# **Hull Tactical: RandomForest**


---

## ðŸŒ³ **RandomForestRegressor and Multi-Output Regression**

`RandomForestRegressor` (from `sklearn.ensemble`) natively supports **multi-output regression**.
This means you can pass a **2D target array** `y` with shape `(n_samples, n_outputs)` directly to `.fit()`.
Each output column is treated as a separate regression problem, but the model shares the same set of trees, making training efficient.


## **Key points**:

* Unlike LightGBM/XGBoost, **no wrapper is required** (`MultiOutputRegressor` is not needed).
* Predictions preserve the same dimensionality: if `y` has 3 target variables, the output will have 3 columns.
* It is especially useful when the targets are related (e.g., predicting multiple sensor readings at once).

---


In [None]:
import os
from pathlib import Path
import datetime

from tqdm import tqdm
from dataclasses import dataclass, asdict

import polars as pl 
import numpy as np
from sklearn.ensemble import RandomForestRegressor
from sklearn.preprocessing import StandardScaler

import kaggle_evaluation.default_inference_server

# ============ PATHS ============
DATA_PATH: Path = Path('/kaggle/input/hull-tactical-market-prediction/')

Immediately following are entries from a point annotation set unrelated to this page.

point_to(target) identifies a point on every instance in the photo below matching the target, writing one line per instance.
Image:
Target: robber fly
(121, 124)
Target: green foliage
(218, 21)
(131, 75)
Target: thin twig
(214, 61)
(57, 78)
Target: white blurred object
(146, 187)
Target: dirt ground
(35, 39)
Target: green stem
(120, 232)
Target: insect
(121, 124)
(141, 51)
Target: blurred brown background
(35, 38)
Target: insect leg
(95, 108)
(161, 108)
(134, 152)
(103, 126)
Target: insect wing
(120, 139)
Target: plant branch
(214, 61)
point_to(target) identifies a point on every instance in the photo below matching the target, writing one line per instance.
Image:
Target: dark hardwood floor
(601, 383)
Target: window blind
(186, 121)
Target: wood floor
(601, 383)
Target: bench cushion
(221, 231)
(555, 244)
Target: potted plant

# ============ RETURNS TO SIGNAL CONFIGS ============
MIN_SIGNAL: float = 0.0                         # Minimum value for the daily signal 
MAX_SIGNAL: float = 2.0                         # Maximum value for the daily signal 
SIGNAL_MULTIPLIER: float = 400.0                # Multiplier of the OLS market forward excess returns predictions to signal 

# ============ RANDOM FOREST CONFIGS ============
N_ESTIMATORS: int = 100                         # Number of trees in the forest
MAX_DEPTH: int = None                           # Maximum depth of the tree
MIN_SAMPLES_SPLIT: int = 2                      # Minimum number of samples required to split an internal node
MIN_SAMPLES_LEAF: int = 1                       # Minimum number of samples required to be at a leaf node
RANDOM_STATE: int = 42                          # Random state for reproducibility

@dataclass
class DatasetOutput:
    X_train : pl.DataFrame 
    X_test: pl.DataFrame
    y_train: pl.Series
    y_test: pl.Series
    scaler: StandardScaler

@dataclass 
class RandomForestParameters:
    n_estimators : int 
    max_depth: int
    min_samples_split: int
    min_samples_leaf: int
    random_state: int
    
    def __post_init__(self): 
        if self.n_estimators <= 0:
            raise ValueError("n_estimators must be greater than 0")
        
@dataclass(frozen=True)
class RetToSignalParameters:
    signal_multiplier: float 
    min_signal : float = MIN_SIGNAL
    max_signal : float = MAX_SIGNAL

# Set the Parameters
ret_signal_params = RetToSignalParameters(
    signal_multiplier= SIGNAL_MULTIPLIER
)

rf_params = RandomForestParameters(
    n_estimators = N_ESTIMATORS,
    max_depth = MAX_DEPTH,
    min_samples_split = MIN_SAMPLES_SPLIT,
    min_samples_leaf = MIN_SAMPLES_LEAF,
    random_state = RANDOM_STATE
)

def load_trainset() -> pl.DataFrame:
    """
    Loads and preprocesses the training dataset.
    """
    return (
        pl.read_csv(DATA_PATH / "train.csv")
        .rename({'market_forward_excess_returns':'target'})
        .with_columns(
            pl.exclude('date_id').cast(pl.Float64, strict=False)
        )
        .head(-10)
    )

def load_testset() -> pl.DataFrame:
    """
    Loads and preprocesses the testing dataset.
    """
    return (
        pl.read_csv(DATA_PATH / "test.csv")
        .rename({'lagged_forward_returns':'target'})
        .with_columns(
            pl.exclude('date_id').cast(pl.Float64, strict=False)
        )
    )

def create_example_dataset(df: pl.DataFrame) -> pl.DataFrame:
    """
    Creates new features and cleans a DataFrame.
    """
    vars_to_keep = [
        "S2", "E2", "E3", "P9", "S1", "S5", "I2", "P8",
        "P10", "P12", "P13", "U1", "U2"
    ]

    return (
        df.with_columns(
            (pl.col("I2") - pl.col("I1")).alias("U1"),
            (pl.col("M11") / ((pl.col("I2") + pl.col("I9") + pl.col("I7")) / 3)).alias("U2")
        )
        .select(["date_id", "target"] + vars_to_keep)
        .with_columns([
            pl.col(col).fill_null(pl.col(col).ewm_mean(com=0.5))
            for col in vars_to_keep
        ])
        .drop_nulls()
    )
    
def join_train_test_dataframes(train: pl.DataFrame, test: pl.DataFrame) -> pl.DataFrame:
    """
    Joins two dataframes by common columns and concatenates them vertically.
    """
    common_columns = [col for col in train.columns if col in test.columns]
    
    return pl.concat([train.select(common_columns), test.select(common_columns)], how="vertical")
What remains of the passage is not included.